Recruteur, « scout » ou tout simplement observateur, il arpente les terrains du département, de la région, voire du continent, en quête du joueur qu'il manque à son club. Dénicheur de talents, s'il agit dans l'ombre et doit faire preuve de discrétion, sa bienveillance et sa communication restent des atouts indispensables pour gagner la confiance des footballeurs du futur. Focus sur un métier qui attire curieux et passionnés.
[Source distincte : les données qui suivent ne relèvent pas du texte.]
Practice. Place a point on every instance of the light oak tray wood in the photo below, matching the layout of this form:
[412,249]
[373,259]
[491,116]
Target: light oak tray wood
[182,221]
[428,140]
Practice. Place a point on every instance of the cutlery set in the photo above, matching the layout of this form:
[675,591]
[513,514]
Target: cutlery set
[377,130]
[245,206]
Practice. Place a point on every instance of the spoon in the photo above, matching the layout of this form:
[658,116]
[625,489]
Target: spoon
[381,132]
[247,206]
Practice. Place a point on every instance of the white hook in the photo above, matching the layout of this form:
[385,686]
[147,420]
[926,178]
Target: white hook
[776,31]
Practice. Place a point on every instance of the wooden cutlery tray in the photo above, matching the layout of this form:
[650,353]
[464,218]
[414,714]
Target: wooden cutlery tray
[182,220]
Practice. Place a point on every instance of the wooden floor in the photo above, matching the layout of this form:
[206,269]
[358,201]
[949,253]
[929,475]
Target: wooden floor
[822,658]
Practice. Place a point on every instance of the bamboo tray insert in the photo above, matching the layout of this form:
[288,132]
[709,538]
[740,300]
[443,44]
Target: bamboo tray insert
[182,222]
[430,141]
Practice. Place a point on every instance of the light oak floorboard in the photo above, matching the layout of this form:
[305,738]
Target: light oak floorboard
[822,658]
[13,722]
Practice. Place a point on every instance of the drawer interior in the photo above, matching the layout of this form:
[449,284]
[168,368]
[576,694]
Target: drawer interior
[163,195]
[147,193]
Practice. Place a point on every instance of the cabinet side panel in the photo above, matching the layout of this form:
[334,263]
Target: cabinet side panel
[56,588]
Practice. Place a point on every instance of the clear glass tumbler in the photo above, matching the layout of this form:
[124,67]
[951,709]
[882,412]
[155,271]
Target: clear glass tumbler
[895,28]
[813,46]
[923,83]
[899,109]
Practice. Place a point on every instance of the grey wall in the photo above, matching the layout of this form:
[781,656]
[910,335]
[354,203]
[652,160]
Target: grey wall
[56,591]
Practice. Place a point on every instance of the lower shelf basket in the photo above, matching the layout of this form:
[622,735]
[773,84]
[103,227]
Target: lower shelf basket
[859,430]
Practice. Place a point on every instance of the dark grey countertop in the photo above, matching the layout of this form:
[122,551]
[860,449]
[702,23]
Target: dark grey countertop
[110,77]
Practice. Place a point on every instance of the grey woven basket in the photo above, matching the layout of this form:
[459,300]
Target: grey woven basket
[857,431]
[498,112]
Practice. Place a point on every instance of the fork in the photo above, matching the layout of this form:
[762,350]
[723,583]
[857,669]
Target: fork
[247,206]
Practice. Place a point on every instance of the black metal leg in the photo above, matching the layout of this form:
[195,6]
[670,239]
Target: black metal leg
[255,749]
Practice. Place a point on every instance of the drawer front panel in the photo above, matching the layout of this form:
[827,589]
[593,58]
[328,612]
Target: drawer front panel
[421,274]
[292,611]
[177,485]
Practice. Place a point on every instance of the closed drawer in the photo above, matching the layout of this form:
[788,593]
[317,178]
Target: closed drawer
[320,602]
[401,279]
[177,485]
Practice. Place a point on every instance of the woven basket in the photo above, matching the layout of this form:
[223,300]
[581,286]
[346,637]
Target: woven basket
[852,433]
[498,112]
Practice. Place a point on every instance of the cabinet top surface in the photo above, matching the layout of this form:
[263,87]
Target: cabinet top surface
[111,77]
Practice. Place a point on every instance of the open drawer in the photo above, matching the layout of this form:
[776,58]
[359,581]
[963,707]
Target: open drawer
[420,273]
Recruteur, un métier qui cherche à sortir de l'ombre
Recruteur, un métier qui cherche à sortir de l'ombre ©Maxppp

Assise face au tableau, l’audience écoute attentivement Philippe Brutsaert dans la salle de conférence d’un hôtel de la banlieue parisienne. D’horizons différents, ces jeunes hommes - une vingtaine - 19 ans pour le plus jeune, 38 pour le plus âgé, se retrouvent autour d’une passion commune. Le ballon rond. Éducateurs, préparateurs physiques ou mentaux, analystes vidéos, arbitres ou amateurs passionnés, ils viennent d’Angoulême, du Havre, d'Ile-de-France, de Toulouse, Strasbourg, Marseille ou encore d’Algérie. Avec un seul but. Découvrir les secrets du monde très concurrentiel et assez mystérieux du recrutement. Avec un objectif commun : devenir dénicheur de talents ou « scouts » et frapper aux portes des clubs français et étrangers.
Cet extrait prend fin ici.